ノートの爪痕

体得することって大事だなぁと思います。

ちょっと気になったものはスマホで写真にとっとこう。ちょっとでも興味のある本はアマゾンで1円の中古本買っとこう。あとでじっくり見たり読んだりして、活かせる機会があるかわからないけど。

そんな風にたくさんストックして、使わないままになっている資料が数多あります。

出会って関心を持ったそのタイミングが好機だったりして、時間や気持ちに余裕があるときに出会えたものは、一定のところまでその場で追求し体得できたりします。

なかなかそんな余裕がなくて、とりあえずスマホで写真を撮ったりメモをして、あとで検索してみよう、なんてことが多いです。

そうやってあとから余裕のあるときにじっくりふれて体得するに至るものも中にはあるのですが、うやむやになったまま忘れられたり、引き出しの奥にしまい込まれるようにして「体得」される時期を待つタネたちが多かれ少なかれあるように思います。

スマホで写真を撮ったりすることは、あとから思い出すためのきっかけになったりしますが、対象のものを撮っただけで満足してしまったような気持ちにさせる効果も少なからずあります。

出会ったときの体験をいかに体に刻みこむか、いかに体得するかが、「資料との出会い」を超えて「経験」に昇華することだと思います。

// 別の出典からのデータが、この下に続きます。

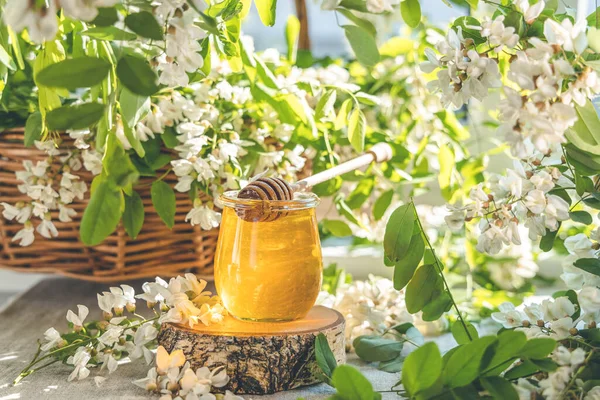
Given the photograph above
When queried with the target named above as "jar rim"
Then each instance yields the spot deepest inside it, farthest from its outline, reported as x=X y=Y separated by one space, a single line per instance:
x=301 y=201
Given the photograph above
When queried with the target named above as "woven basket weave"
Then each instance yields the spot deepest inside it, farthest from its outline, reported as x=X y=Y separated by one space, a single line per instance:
x=157 y=250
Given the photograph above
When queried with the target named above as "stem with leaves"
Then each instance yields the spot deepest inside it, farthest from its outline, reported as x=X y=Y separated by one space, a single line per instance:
x=440 y=269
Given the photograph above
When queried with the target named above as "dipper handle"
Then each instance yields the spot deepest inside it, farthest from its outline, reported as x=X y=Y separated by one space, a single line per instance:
x=380 y=152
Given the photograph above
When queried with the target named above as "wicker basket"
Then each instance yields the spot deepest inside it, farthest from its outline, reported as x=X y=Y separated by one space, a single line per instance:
x=157 y=250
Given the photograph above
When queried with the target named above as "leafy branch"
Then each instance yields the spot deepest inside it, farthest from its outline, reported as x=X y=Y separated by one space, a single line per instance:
x=405 y=245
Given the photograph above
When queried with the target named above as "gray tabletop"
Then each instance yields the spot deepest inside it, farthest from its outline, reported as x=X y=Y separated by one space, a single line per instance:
x=25 y=319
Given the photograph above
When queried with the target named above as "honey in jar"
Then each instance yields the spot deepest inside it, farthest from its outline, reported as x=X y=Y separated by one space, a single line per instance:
x=268 y=265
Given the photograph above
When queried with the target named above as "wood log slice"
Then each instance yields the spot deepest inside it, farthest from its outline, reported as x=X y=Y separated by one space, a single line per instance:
x=260 y=358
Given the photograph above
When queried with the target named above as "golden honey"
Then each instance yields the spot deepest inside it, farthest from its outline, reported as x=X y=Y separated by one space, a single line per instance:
x=269 y=270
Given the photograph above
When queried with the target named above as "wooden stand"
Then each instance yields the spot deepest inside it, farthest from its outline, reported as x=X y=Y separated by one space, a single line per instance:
x=260 y=358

その場で深掘りできなくても、「あの時のアレが使えるかも」なんて思い出されるものって、出会ったその瞬間にわずかでも消えないツメ跡のようなものを残していたりします。

読み書き自由、削除も初期化も思いのままという機械のメモリのようにはいかない。人間の記憶は、しわが寄ったり端が折れたり、かすれたり黄ばんだりする一冊のノートのようなものかもしれません。自分次第で伸びたり縮んだりする、不思議なノートです。